I have a Castle SideWinder V2 and SCT. I have the basic concept of how to use the link down, and can adjust my power, torque and other basic things. However I don't understand what the "throttle curve" and "brake curve" are. I've tried going to Castle Creations website and even tried using the link in demo mode, but it tells me nothing.

Can someone explain to me what this does, and it can benefit me on the track possibly.

Thanks.


----------



## Adam B (Nov 27, 2010)

Throttle curve and brake curve adjust how fast or slow the power is given to the motor. If you know what expo is in a controller and understand how it works, it is close to the same concept.


----------



## flanson (Jul 22, 2008)

Adam B said:


> Throttle curve and brake curve adjust how fast or slow the power is given to the motor. If you know what expo is in a controller and understand how it works, it is close to the same concept.
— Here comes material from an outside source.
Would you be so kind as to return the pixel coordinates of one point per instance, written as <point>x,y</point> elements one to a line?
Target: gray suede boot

Thanks Adam....I guess I'll need to take a day and go up to the track w/ the laptop and mess w/ it a little bit to see if it's worth my wild to use it. It gives the option for No curve, Curve, or Linear. I can't believe there is nothing spelled out in Castle anywhere that better explains those options.


----------



## Adam B (Nov 27, 2010)

Linear would always be your safest option as it would feel smoother.


----------